Bu kitap tarihini bilmeyen bir topluma tarihinin bir dönemini anlatıyor. Tarihini bilmeyen bir toplum diyoruz gerçekten şu an bize anlatılan tarihin ne bölgeyle ne de dünya ile bir bağlantısı bulunuyor. Oturulup siyasi ve ideolojik nedenlerle masa başında yazılan bir tarih anlayışı vardır. Geçmiş mümkün olduğunca çarpıtılarak anlatılmış, toplumun bilmesi istenmeyen bütün olaylar es geçilmiş ya da başka türlü anlatılmıştır. Her olay ters düz edillmiş insanların beyinleriyle oynanmıştır adeta. Zilanda ölenlerin çocukları babalarını suçlayacak hale getirilmişlerdir. Algı dünyası alt üst edilmiş her şey devletin görmemizi istediği biçiminde hazırlanarak toplumun beynine işlenmiştir. Kendini, dedesini, annesini, kadeşlerini beğenmeyen, onları kendine yabancı gören bir dolu kuşak yetiştirilmiştir.

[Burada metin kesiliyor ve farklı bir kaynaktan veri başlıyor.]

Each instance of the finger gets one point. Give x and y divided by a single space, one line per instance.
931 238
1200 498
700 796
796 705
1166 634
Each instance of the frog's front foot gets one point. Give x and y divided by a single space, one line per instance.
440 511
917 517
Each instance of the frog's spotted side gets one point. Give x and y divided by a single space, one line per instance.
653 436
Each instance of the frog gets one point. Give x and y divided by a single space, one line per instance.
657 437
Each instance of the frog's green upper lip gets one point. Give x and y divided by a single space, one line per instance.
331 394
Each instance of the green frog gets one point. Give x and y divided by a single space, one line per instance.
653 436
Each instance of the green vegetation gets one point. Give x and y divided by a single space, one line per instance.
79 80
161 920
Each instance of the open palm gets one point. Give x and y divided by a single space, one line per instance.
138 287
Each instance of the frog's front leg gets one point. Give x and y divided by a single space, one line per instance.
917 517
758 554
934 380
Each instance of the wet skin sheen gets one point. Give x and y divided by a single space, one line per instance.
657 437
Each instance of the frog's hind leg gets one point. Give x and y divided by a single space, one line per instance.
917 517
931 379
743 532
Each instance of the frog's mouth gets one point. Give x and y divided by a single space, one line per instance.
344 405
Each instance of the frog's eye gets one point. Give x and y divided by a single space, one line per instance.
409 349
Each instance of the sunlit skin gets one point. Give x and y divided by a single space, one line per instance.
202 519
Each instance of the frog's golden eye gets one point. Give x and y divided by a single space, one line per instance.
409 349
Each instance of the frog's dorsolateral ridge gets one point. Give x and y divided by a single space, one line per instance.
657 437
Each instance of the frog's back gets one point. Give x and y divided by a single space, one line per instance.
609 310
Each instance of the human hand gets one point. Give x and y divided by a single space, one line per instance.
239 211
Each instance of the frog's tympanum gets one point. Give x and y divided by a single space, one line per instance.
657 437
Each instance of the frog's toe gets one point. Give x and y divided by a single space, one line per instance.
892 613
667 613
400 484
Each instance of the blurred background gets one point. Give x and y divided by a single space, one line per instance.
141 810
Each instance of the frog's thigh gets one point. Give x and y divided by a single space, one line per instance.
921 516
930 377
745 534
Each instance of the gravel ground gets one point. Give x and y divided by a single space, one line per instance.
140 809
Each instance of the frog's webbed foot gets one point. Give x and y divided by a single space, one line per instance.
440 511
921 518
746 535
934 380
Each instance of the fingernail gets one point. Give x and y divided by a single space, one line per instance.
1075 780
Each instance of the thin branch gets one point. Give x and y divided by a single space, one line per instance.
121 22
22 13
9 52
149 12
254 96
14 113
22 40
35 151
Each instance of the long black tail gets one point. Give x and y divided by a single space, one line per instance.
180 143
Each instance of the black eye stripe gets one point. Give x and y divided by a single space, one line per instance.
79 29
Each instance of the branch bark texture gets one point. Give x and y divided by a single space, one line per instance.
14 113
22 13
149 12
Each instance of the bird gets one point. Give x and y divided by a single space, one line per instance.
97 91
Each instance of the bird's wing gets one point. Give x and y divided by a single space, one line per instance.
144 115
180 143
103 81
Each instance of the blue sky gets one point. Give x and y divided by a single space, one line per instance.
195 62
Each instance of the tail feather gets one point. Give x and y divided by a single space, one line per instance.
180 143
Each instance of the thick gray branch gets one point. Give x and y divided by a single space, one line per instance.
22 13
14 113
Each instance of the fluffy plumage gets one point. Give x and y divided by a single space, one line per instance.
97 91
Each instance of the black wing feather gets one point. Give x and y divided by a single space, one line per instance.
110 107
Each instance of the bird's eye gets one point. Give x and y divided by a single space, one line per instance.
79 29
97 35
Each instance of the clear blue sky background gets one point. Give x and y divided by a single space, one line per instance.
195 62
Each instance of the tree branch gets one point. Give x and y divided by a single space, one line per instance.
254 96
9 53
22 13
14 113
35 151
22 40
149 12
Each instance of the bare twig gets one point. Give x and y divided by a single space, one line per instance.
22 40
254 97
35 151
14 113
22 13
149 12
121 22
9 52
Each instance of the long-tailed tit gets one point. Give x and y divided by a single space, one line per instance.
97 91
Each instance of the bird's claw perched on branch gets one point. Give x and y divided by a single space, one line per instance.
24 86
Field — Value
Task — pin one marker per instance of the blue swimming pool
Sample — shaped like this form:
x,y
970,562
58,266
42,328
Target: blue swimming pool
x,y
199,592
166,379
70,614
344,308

  • Kitabın içeriğinden biraz bahseder misiniz?

Birinci cilt teorik bir çalışmanın bir ürünüdür. Yani o dönemde yazılan gazeteler, (İç basın, dış basın ilgili kitaplar vs) ile ilgili çalışmalardan oluşmaktadır. Bü tür çalışmalar kitap taraması,ya da bir kütüphane çalışması olarak isimlendirilir. İkinci cilt, bir alan araştırmasıdır. Katliam yerinde ve çevresinde yaşananları konu edinmektedir. Katliam öncesinde, katliam sırasında ve sonrasında yaşananlar yaşayan şahitlerin antlattıklarından aktarılmaktadır.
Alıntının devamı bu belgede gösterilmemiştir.